Boost logo

Boost :

From: Ruben Perez (rubenperez038_at_[hidden])
Date: 2023-01-23 13:42:29


Forwarding to the whole ML, I hit the wrong button.

Thanks Marcelo for noting it.

---------- Forwarded message ---------
From: Ruben Perez <rubenperez038_at_[hidden]>
Date: Mon, 23 Jan 2023 at 14:04
Subject: Re: [boost] aedis review starts today
To: Marcelo Zimbres Silva <mzimbres_at_[hidden]>

Hi Marcelo,

I'll try to answer to the several points you made in a single email.

>
> To fix this properly I would need a tool similar to what protobuff is
> to grpc: generate requests and responses stub from a schema.
>
> Aedis however is not trying to do that, it provides the infrastructure
> with which such a tool could be created. Perhaps there is no place in
> Boost for such a library, but it is still necessary.

I do think there is a place in Boost for a library like this. I don't think
we need neither a 100% type-safe solution, nor to completely hide the general
runtime interface that request::push() gives us. But I think we do have some
usability barrier here, and you need to have a plan on how to evolve it to
make it better, before the library gets into Boost and you loose the ability to
introduce big breaking changes.

I don't think the type-safe solution should span *all* Redis commands, but
only the most common ones. If the command the user wants does not have
type-safety implemented, she can always use what it's in place now. Simple
interfaces for simple uses, complex ones for advanced use cases (that's
something I learnt in MySQL the bad way).

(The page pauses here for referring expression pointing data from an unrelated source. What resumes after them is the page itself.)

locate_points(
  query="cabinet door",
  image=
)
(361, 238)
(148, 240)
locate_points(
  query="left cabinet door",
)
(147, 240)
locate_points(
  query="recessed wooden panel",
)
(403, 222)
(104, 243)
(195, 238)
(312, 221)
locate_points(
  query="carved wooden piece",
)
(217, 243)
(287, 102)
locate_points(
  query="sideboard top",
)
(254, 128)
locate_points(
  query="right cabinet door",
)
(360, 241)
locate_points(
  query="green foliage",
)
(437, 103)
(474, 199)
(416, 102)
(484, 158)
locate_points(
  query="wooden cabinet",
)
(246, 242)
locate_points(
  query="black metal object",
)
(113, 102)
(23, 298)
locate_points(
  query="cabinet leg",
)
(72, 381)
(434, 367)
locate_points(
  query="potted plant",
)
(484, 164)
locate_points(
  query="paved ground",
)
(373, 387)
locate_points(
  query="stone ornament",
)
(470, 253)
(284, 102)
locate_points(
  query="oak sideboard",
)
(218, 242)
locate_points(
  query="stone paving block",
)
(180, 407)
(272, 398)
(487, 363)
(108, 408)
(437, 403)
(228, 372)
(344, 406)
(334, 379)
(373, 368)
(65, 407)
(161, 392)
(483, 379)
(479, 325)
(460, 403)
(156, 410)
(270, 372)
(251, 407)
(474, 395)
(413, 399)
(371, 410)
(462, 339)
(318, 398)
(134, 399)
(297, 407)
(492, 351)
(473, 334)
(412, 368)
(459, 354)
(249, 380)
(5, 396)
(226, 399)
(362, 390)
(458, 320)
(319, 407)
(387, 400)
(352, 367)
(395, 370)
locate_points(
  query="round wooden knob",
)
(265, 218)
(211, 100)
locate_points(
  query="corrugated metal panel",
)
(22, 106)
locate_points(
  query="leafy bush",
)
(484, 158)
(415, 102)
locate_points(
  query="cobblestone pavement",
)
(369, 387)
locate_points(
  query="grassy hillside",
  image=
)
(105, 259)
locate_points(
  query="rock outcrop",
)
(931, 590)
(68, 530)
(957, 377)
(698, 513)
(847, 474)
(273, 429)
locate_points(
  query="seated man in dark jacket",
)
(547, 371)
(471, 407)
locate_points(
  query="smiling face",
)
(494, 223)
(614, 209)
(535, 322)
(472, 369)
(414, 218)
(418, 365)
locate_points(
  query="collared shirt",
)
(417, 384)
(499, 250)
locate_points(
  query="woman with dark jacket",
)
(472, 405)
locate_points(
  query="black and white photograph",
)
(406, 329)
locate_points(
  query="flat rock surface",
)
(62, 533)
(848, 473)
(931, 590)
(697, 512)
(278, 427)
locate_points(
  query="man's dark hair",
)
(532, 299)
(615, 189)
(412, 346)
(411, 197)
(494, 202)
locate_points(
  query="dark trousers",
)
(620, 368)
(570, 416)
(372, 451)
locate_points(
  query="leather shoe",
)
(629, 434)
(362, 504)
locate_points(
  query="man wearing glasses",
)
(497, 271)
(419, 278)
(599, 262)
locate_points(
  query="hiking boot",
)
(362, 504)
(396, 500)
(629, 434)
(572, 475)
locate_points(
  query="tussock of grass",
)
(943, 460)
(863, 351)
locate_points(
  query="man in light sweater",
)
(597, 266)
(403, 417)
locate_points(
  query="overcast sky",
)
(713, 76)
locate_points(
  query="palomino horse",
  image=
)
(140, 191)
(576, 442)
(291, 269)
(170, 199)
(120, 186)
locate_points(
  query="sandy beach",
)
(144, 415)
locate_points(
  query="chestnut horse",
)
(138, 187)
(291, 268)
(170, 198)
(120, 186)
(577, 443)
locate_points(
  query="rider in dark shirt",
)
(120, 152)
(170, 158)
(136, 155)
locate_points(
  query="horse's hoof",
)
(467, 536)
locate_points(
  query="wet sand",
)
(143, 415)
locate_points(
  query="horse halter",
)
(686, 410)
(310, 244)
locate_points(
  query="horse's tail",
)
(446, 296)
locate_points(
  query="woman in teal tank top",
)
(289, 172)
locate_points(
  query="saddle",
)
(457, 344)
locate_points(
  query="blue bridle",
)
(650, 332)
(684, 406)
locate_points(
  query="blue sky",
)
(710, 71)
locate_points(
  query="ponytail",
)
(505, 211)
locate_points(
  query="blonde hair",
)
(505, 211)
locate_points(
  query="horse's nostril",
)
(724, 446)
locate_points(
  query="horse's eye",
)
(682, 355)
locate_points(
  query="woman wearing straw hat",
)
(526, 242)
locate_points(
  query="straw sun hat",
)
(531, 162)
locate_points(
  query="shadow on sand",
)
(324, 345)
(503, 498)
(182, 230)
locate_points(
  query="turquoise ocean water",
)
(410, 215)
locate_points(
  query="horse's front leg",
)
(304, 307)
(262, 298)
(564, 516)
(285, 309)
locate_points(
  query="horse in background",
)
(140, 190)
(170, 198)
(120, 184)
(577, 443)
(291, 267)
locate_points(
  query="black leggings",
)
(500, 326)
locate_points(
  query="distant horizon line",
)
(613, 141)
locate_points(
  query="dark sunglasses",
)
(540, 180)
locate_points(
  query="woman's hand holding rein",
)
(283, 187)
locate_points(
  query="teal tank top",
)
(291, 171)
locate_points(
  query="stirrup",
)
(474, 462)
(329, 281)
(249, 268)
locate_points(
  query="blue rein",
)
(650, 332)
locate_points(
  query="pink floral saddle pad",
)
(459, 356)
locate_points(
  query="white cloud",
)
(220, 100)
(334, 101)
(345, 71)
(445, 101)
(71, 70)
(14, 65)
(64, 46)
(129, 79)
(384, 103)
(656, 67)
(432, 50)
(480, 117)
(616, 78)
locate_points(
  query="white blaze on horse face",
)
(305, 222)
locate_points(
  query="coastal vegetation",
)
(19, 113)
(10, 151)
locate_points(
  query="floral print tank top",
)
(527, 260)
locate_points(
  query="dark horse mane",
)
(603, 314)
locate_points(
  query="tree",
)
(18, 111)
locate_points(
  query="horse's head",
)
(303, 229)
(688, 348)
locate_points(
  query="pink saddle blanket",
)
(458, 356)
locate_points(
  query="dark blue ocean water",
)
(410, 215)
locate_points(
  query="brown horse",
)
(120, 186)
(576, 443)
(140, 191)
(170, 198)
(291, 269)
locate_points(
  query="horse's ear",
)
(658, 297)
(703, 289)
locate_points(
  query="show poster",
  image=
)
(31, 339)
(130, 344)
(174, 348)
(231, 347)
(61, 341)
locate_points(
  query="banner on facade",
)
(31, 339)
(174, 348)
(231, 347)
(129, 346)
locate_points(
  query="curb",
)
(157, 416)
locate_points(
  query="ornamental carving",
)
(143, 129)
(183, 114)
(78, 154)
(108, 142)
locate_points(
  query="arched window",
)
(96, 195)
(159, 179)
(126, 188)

> > As an example of this, the library's own example cpp20_containers,
> > in the hgetall function, uses the type std::map<std::string,
> > std::string> for the hgetall response, which will be okay unless the
> > key is not set, in which case you will get an error. I think this
> > has an enormous potential for causing hidden bugs (and even
> > vulnerabilities). I've also noticed that if you mismatch the sizes
> > of the pipeline request and response, you get an assertion (so UB).
>
> To avoid this you can wrap the response type in std::optional, for example
>
> std::optional<std::map<std::string, std::string>>
>
> I don't lock users in this behaviour because they might not want it.
> Perhaps it is desirable to have an error instead of having to check
> whether the optional has a value. The user must know what he needs.

Hand't think of that. Although I don't have data to speak, I get the impression
that this feature will be used unintentionally more than intentionally.
But it might just be an opinion.

> As an alternative I could lock-in users on resp3 types: maps, sets,
> etc. But then how to represent data structures that have no
> corresponding C++ types. It would also be inefficient as it would
> require first copying and then converting.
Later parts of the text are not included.